The union's senior officer Brendan Ogle said that the Government missed an 'unprecedented opportunity' to re-think the economy in the interests of society.
He said: "Supports for businesses have not been matched by supports for workers: instead, those who lost their jobs due to the pandemic, and may have been thrown out of work for a second time by the level three measures, have had their Pandemic Unemployment Payment cut with no indication of restoration offered by this budget.
"The disparity between supports for business and supports for workers is particularly striking in the hospitality sector, where low pay and precarious working were the norm pre-COVID.
"It seems employers in this sector are to be allowed treat many workers like slaves while continuing to boycott the hospitality Joint Labour Committee, paying minimum wages, offering precarious contracts, stealing their tips, and now pocketing a significant VAT cut.
"The hospitality VAT cut itself is simply a reheated recipe from the last crisis - a pre-pandemic employer demand now met by the Government in its pandemic budget.
"By contrast, the Government missed an opportunity to announce a meaningful increase to the National Minimum Wage following the derisory 10 cent proposal recommended by the Low Pay Commission – a proposal which was rightly rejected by the trade union movement."

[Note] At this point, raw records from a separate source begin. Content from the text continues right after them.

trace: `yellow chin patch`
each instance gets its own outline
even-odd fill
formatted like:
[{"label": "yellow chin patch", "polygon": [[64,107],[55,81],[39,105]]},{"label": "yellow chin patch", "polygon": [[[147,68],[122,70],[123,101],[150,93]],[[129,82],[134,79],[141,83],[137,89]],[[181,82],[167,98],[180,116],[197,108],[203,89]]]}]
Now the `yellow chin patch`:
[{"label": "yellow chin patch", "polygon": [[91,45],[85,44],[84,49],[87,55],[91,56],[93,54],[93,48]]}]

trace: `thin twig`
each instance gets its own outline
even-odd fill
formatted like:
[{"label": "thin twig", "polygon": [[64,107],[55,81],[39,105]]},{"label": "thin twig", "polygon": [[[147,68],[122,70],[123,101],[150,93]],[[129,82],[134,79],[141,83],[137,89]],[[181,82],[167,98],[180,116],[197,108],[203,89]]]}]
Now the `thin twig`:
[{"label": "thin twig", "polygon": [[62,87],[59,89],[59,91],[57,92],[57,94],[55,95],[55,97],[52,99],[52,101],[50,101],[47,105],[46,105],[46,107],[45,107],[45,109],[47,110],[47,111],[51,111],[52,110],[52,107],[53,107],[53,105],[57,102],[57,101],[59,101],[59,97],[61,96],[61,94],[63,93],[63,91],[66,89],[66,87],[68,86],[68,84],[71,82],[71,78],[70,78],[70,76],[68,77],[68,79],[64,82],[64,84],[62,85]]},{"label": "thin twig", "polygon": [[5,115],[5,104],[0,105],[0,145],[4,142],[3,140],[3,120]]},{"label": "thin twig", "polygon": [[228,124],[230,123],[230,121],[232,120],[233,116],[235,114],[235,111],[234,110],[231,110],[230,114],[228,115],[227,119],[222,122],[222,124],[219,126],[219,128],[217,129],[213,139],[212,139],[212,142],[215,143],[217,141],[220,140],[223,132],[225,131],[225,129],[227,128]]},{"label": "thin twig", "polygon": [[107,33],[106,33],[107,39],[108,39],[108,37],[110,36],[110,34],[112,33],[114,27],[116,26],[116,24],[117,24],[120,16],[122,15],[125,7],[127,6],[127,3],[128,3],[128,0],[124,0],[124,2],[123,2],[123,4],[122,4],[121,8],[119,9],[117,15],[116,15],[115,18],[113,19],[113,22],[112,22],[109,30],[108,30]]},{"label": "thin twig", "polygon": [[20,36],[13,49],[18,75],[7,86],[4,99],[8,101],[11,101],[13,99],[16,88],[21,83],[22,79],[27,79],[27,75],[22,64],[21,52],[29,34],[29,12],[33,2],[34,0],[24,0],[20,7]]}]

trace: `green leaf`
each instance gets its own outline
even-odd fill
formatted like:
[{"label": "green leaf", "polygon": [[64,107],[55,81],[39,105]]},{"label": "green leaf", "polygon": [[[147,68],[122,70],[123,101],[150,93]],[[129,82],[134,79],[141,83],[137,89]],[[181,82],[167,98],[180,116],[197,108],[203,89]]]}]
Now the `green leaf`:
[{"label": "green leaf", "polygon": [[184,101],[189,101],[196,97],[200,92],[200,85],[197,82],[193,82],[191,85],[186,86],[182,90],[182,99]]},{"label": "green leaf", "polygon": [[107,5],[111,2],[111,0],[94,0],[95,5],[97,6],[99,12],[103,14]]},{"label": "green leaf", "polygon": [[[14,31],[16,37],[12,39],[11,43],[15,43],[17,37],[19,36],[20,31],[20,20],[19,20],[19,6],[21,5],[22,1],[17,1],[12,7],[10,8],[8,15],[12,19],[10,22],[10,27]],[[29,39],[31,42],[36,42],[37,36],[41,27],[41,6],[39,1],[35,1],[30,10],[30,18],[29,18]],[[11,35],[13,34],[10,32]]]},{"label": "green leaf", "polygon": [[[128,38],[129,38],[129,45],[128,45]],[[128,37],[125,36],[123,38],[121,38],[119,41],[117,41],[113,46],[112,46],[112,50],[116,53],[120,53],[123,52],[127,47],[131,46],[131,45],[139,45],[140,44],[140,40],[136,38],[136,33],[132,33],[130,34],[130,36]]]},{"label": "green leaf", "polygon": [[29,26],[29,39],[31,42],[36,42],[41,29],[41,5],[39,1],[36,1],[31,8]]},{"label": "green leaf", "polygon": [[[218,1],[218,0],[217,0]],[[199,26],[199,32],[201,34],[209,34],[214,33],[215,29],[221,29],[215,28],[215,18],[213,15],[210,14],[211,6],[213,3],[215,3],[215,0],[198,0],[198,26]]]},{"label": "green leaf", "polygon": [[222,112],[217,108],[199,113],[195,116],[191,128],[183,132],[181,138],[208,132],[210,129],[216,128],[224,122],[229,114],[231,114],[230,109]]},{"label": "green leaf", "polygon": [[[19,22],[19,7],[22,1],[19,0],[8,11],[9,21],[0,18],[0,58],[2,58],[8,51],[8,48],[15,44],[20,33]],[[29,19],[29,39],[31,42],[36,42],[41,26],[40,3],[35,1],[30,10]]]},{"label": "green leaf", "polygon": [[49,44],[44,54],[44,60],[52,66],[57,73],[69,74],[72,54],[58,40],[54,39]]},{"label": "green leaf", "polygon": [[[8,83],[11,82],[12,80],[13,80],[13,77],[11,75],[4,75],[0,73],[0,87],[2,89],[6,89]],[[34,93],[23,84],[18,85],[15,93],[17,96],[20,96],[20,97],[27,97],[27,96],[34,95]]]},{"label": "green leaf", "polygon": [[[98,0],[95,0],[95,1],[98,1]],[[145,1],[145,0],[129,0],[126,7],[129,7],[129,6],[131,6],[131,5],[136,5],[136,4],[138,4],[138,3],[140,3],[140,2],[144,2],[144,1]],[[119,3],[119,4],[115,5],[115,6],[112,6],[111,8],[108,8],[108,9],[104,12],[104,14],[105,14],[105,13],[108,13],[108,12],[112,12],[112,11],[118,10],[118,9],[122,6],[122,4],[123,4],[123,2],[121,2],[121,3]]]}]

He added: "Our post-pandemic recovery cannot be built on low pay combined with poor workers' rights.
"A sustainable wage-led recovery means putting money into workers’ pockets, not only by raising wage floors and maintaining income supports, but also by enabling workers to negotiate collectively to improve their terms and conditions."
"Today's budget misses that historic opportunity, focusing on short-term fixes and rehashing the failed approaches of the past.
"It benefits the same interests as before, and again leaves behind those who were left behind before".